Will the sanctions snap back?
The U.S. has majority support on the special panel, so Iran cannot be bailed out by its traditional backers, China and Russia. It is therefore likely that cheating will result in the reimposition of sanctions. But Mark Dubowitz of the Foundation for Defense of Democracies, a conservative think tank, argues that the Obama administration, and perhaps following administrations, will only take that step if "massive" Iranian violations are discovered. "You're certainly not going to risk engaging in nuclear escalation over smaller violations," Dubowitz says.

Is Iran likely to violate the deal?
The Islamic Republic does have a long history of deception and obfuscation. U.S. intelligence believes the regime was secretly pursuing the development of a nuclear weapon until 2003. In 2006, sanctions were imposed amid reports the country wasn't complying with the Nuclear Non-Proliferation Treaty. Iran has also refused to allow the IAEA to inspect the Parchin military facility for evidence of past nuclear activity — instead, in what critics called a "selfie inspection," Iranian officials collected dirt and air samples themselves under IAEA observation. But now that Iran has gotten sanctions relief, cheating would be a high-risk gamble that could cost Iran hundreds of billions of dollars a year in revenues. The dropping of sanctions should double Iran's oil exports, and provide an immediate windfall of up to $150 billion.

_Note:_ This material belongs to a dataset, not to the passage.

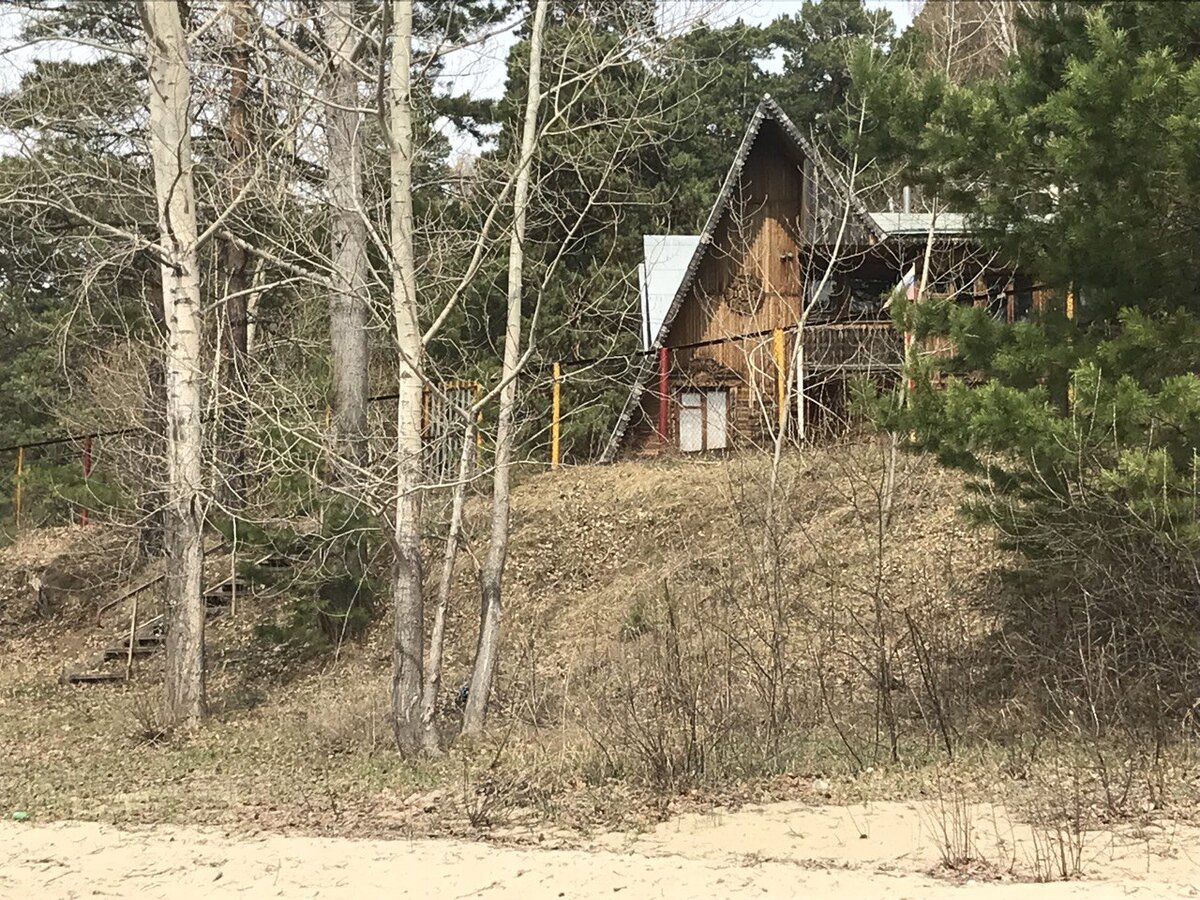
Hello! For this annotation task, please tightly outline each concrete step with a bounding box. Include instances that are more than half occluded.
[104,636,166,660]
[61,672,125,684]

What happens when the deal expires?
That's unknown. Iran could race to build a bomb within months and dare the West and Israel to respond, or a new deal could be negotiated. Obama's hope is that over 15 years, the fundamentalist Islamic hard-liners' grip on Iran will loosen, and that the country will come to see that global integration is preferable to isolation. In the short term, defenders argue, half a loaf is better than none. "If I knew for certain that in five years they would cheat or renege, I'd still take the deal," says Gary Samore, the former president of the group United Against Nuclear Iran, who became a supporter of the accord when he saw its details. "We will have bought a couple of years, and if Iran cheats or reneges we will be in an even better position to double down on sanctions or, if necessary, use military force."

Some very personal diplomacy
The long negotiations in Austria and Switzerland that led to the deal were a roller-coaster ride of conflicting agendas, growing personal friendship, and explosions of anger. On one occasion, recounts Robin Wright in The New Yorker, Iranian Foreign Minister Mohammad Javad Zarif announced he was leaving, then "sat on a chair against a wall and put his head in his hands." Later that day, U.S. Secretary of State John Kerry slammed his hand on the table so hard it sent a pen flying into the air, and it hit one of the Iranians. During another impasse, a Kerry staffer had to warn the two men that their shouting could be heard from down the hotel corridor. But the two men also developed a rapport. When Kerry broke his leg cycling, Zarif was among the first to contact him to express his sympathy. The two teams ate together — Persian food — for the first time shortly before the deal was struck; both Kerry and Zarif commiserated about the pressures they were receiving from home. In their final meeting, the diplomats sent their aides out of the room, and hammered out the final details alone. "All of the mistrust that has been there for these decades remains," said a State Department official. "But it fights against the fact that we've spent two years getting to know each other."